Anche in Italia c’è molta Europa orientale: nelle formazioni Primavera dei club di serie A la nazione più rappresentata è l’Albania, con 10 baby talenti, molti con doppio passaporto, altri 7 vengono dalla Romania, altrettanti dalla Croazia, mentre Slovenia, Serbia e Slovacchia ne contano 5 ognuna. Senegal e Ghana con 8 elementi a testa tengono alta la moda di pescare dal mercato africano, colpisce semmai che Argentina e Brasile non arrivino unite a mettere insieme 10 giovani stelline, anche se l’Udinese ha ingaggiato per il prossimo anno due baby da Ponte Preta e San Paolo.

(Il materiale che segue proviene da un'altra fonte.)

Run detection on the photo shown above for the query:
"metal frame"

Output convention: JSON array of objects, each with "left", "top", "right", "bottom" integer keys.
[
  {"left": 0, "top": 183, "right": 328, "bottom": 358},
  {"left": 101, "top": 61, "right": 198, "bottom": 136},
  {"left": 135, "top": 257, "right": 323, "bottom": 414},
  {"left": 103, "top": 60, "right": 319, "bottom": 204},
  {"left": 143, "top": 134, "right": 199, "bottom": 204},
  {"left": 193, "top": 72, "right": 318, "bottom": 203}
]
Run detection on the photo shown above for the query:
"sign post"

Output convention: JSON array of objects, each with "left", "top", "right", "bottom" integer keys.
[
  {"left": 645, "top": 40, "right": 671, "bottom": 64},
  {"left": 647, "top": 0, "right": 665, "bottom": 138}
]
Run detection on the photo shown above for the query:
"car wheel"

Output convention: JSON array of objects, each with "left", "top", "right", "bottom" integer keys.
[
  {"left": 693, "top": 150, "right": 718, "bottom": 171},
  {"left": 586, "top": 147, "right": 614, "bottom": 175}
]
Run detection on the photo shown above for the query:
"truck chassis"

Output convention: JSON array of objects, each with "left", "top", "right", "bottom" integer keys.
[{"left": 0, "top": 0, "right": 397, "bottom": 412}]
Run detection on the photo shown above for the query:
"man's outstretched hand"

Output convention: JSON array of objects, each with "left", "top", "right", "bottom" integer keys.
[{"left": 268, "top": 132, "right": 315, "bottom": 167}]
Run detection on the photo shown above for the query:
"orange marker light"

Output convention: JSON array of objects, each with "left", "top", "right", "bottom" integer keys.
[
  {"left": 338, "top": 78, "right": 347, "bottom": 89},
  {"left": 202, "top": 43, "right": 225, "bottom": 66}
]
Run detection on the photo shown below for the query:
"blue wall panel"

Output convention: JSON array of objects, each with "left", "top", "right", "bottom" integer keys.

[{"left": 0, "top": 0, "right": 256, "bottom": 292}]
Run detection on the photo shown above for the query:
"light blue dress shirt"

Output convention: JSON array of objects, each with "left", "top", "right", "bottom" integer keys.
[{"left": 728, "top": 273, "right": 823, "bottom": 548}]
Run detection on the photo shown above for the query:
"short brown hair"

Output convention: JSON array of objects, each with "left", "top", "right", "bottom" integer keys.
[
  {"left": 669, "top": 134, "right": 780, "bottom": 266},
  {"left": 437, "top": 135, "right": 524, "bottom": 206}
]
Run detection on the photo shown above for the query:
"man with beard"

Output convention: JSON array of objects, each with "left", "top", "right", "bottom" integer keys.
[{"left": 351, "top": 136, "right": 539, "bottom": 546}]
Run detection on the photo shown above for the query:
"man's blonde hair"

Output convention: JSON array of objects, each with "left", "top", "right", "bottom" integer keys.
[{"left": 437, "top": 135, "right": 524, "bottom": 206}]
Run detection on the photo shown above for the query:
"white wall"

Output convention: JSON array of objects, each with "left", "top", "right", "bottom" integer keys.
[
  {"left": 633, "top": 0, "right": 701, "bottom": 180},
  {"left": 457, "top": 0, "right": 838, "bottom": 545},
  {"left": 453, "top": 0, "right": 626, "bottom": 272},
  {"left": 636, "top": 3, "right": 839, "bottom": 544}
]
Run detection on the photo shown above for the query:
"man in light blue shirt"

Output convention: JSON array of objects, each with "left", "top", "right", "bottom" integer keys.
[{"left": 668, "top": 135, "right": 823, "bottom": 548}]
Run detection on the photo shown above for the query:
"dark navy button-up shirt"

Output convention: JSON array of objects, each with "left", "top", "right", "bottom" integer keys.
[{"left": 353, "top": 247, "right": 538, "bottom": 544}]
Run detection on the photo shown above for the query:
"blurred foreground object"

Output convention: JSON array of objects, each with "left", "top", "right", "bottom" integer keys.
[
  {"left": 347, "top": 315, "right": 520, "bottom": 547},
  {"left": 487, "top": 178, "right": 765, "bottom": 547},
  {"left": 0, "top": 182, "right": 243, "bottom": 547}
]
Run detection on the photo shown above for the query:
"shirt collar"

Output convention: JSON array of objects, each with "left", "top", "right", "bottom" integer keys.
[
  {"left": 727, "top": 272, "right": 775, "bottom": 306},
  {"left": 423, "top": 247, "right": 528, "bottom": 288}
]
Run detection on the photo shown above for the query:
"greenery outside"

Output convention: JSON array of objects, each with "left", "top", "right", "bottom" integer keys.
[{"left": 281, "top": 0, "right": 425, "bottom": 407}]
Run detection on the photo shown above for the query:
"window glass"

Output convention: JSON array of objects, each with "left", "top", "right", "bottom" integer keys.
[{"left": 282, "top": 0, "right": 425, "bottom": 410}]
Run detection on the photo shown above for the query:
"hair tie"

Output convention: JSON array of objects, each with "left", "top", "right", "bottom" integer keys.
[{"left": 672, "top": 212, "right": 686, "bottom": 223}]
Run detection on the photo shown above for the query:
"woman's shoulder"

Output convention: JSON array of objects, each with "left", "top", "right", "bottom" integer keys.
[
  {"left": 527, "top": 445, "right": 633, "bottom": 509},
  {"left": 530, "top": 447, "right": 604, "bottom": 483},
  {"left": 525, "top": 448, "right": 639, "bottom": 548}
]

Ma oltre alla quantità la presenza estera si fa sentire nelle squadre giovanili anche a livello qualitativo. Spesso gli stranieri rappresentano i pezzi migliori delle rose: la Lazio ha vinto lo scorso campionato Primavera grazie alle stelline Keita e Tounkara, esiliate dal Barça, e al portiere Strakosha. «Quando prendiamo stranieri — spiega il ds Tare — è perché facciano la differenza. E aiutano anche a migliorare i nostri italiani». Una soluzione per risollevare il prodotto locale, allora. «Qui tanti club — aggiunge Tare — con la crisi faticano economicamente e tagliano sul settore giovanile. Il modello da seguire invece è quello di Olanda e Francia, adottato anche da Svizzera e Belgio per rilanciarsi: investire nelle infrastrutture e nei centri di formazione, in cui crescere i ragazzi del posto». E non dover più cercare il talento lontano da casa.